Best Practice: Law Firm Partnership - Pros and Cons
Asked and Answered
By John W. Olmstead, MBA, Ph.D, CMC
Q. I am a solo owner of a small law firm in Southern Illinois and have been solo for ten years. I have two staff members in the firm. Recently I have been contemplating either bringing in a partner or joining another firm? What are the advantages and disadvantages?

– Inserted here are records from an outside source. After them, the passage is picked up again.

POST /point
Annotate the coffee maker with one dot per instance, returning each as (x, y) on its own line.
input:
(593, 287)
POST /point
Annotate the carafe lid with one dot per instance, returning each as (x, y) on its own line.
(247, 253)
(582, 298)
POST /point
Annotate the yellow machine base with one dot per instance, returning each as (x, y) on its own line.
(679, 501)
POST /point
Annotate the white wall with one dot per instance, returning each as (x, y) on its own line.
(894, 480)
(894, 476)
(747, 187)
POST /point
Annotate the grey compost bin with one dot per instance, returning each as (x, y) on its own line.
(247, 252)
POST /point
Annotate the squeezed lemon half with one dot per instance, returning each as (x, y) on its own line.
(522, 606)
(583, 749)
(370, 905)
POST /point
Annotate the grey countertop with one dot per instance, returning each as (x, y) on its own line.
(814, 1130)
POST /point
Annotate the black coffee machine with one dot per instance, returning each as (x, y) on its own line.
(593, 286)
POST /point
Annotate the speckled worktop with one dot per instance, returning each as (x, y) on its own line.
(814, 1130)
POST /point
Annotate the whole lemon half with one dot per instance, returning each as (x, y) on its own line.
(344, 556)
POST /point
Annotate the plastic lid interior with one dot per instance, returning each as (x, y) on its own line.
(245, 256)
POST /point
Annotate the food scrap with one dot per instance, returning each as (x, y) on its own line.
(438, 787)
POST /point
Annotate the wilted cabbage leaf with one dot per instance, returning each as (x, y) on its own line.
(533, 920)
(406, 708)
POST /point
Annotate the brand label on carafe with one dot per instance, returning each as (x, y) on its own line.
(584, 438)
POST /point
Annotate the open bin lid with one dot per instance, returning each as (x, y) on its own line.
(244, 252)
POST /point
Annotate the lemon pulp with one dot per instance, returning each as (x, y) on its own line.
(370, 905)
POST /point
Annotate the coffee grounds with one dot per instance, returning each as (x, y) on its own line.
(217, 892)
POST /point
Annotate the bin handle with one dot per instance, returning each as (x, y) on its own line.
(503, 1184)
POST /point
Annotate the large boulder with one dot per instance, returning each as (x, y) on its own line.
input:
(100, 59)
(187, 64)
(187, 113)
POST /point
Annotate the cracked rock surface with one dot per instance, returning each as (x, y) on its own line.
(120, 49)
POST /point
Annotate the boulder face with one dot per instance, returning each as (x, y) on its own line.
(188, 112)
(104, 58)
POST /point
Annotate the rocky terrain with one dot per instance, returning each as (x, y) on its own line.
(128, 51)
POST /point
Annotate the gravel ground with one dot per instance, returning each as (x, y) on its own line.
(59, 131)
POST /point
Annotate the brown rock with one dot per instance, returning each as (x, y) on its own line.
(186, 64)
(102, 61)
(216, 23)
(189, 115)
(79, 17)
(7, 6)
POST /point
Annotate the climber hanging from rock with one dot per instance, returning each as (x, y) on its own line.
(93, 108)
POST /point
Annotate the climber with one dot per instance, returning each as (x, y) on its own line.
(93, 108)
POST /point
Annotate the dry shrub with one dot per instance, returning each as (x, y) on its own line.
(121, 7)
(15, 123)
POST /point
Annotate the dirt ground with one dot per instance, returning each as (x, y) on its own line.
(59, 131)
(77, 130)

A. Partnership can offer its lawyers a measure of value independent of the skills, talents, and contributions of its individual partners?
Pros
The advantages that the best law firms have over sole practitioners or groups of lawyers who share overhead include:
- Shared skills and expertise
- Backup or additional help when needed
- A safety net during economic downturns
- Shared resources, such as technology, library and research access, forms, and work products
- Cross-selling and/or referral of work
- Access to the expertise of lawyers in various disciplines
- Highly trained associates, legal assistants, and support staff
- A firm name or reputation that makes marketing easier
- More-sophisticated and highly skilled management
- Opportunities for individual lawyers to become highly specialized
- A system of partner coaching that brings out the best in each partner
- Emotional support, encouragement, and personal recognition
- Flexibility that allows lawyers to be more involved in probono, community, and bar activities
- Continuation of the firm beyond the tenure of the current owners
Cons
Like anything else in life nothing is free and there are tradeoffs. There can be conflict and interpersonal struggles, large capital contributions, requirements for you to be guarantor on huge firm debt balances, missed paychecks, and loss of independence.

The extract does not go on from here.